The tool g_isdcmds improves and generalizes our previous work with representations of proteins in reduced dimensionality space. Classical multi-dimensional scaling is performed directly on molecular dynamics trajectories and the representation can be displayed via an output script designed to work with the open source application GNU Octave. The tool displays the output in up to six dimensions by combining spatial and color coordinate systems. In addition, the tool self-assesses the accuracy of the representation in the reduced dimensional space. By combining the concept of an estimated thermal noise floor (the amount of protein motion that can be explained by thermal noise) with the accuracy assessment for arbitrary numbers of dimensions, the tool also provides an estimate of the number of dimensions that are necessary to describe the meaningful conformational changes within a protein.
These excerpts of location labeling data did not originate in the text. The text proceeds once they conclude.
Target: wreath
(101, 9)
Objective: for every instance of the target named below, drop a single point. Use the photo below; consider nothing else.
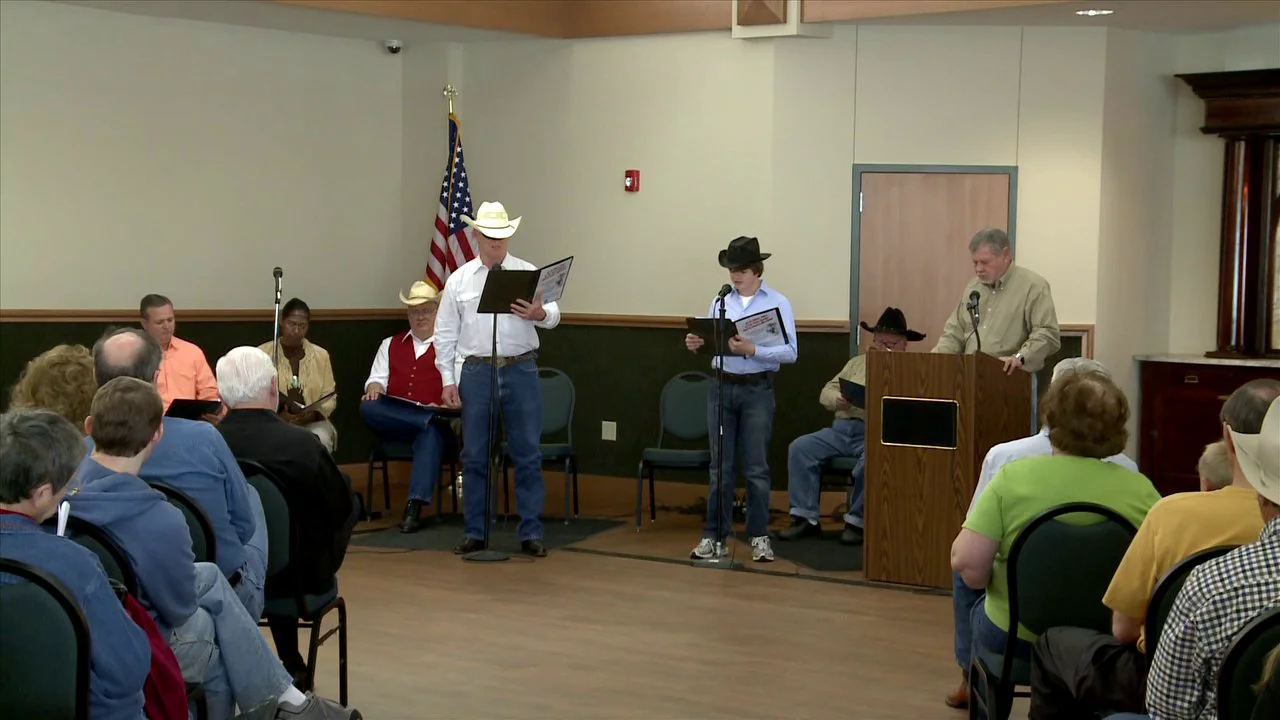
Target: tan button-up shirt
(1015, 315)
(854, 372)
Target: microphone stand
(275, 331)
(720, 559)
(489, 554)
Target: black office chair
(1242, 665)
(44, 646)
(307, 610)
(681, 414)
(560, 399)
(1057, 573)
(204, 541)
(1166, 591)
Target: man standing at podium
(844, 438)
(1006, 309)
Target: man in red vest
(401, 386)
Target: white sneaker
(705, 550)
(762, 550)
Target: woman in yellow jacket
(305, 376)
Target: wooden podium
(931, 419)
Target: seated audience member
(196, 460)
(39, 455)
(211, 634)
(321, 497)
(1221, 596)
(405, 367)
(963, 597)
(1078, 673)
(1086, 415)
(305, 373)
(183, 372)
(844, 438)
(59, 379)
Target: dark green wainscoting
(618, 373)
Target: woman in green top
(1086, 415)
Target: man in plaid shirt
(1224, 595)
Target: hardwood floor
(586, 636)
(593, 637)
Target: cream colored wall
(1198, 181)
(759, 137)
(191, 158)
(1136, 214)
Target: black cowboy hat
(741, 253)
(892, 320)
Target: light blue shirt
(1006, 452)
(767, 359)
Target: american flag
(451, 241)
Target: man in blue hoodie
(195, 459)
(211, 634)
(39, 454)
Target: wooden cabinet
(1182, 399)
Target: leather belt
(503, 360)
(748, 378)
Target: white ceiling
(295, 18)
(1157, 16)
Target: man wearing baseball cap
(1223, 596)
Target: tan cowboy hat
(1260, 455)
(419, 294)
(492, 220)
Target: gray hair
(245, 374)
(126, 352)
(1078, 367)
(995, 238)
(1246, 409)
(36, 447)
(1215, 465)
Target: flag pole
(449, 94)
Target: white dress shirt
(382, 370)
(461, 332)
(1038, 443)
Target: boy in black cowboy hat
(844, 438)
(748, 402)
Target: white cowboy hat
(492, 220)
(419, 294)
(1260, 455)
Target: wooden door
(914, 242)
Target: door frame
(855, 241)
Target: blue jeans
(254, 572)
(222, 647)
(521, 404)
(396, 422)
(748, 428)
(844, 438)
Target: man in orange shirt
(1078, 673)
(183, 372)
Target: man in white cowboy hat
(748, 402)
(405, 368)
(465, 337)
(1221, 596)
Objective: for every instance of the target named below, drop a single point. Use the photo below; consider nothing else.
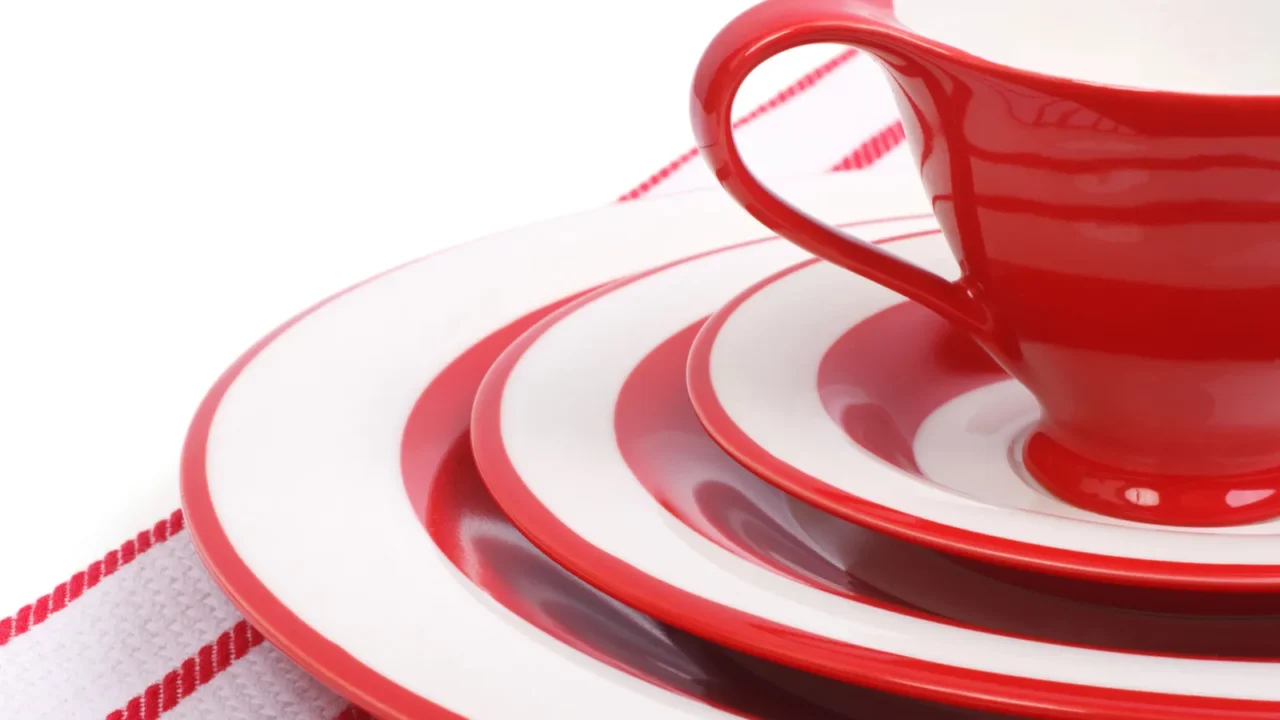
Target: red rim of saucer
(773, 641)
(946, 538)
(302, 643)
All-atom molecular dynamics simulations were performed on several proteins to demonstrate the ability of the tool g_isdorder to differentiate local flexibility and disorder in otherwise folded proteins. A cyclic cystine knot protein was simulated as an example of a folded protein with a known disordered loop. The DNA binding domain of the tumor protein p53 was simulated as an example of a protein domain which is believed to be folded and stable. The analysis of these proteins reveals that the tool is able to (1) differentiate the disordered loop from the folded portions of the cystine knot molecule and (2) identify short regions of significant flexibility in the stable folded p53 molecule. The upper theoretical limit of structural variance was calculated over a representative phase space by generating random polymer chain structures grouped by size and polymer chain length. This phase space is used to scale the output of g_isdorder and create a meaningful and universally applicable measure of disorder.

[Hess, et al. 2008] Hess, B, Kutzner, C, van der Spoel, D, and Lindahl, E (2008). GROMACS 4: Algorithms for Highly Efficient, Load-Balanced, and Scalable Molecular Simulation. *J Chem Theory Comput*, 4 (3): 435-447.

[Fisher, et al. 2011] Fisher, CK, Stultz, CM (2011). Protein Structure Along The Order-
Disorder Continuum. *J Am Chem Soc*, 133: 10022-10025.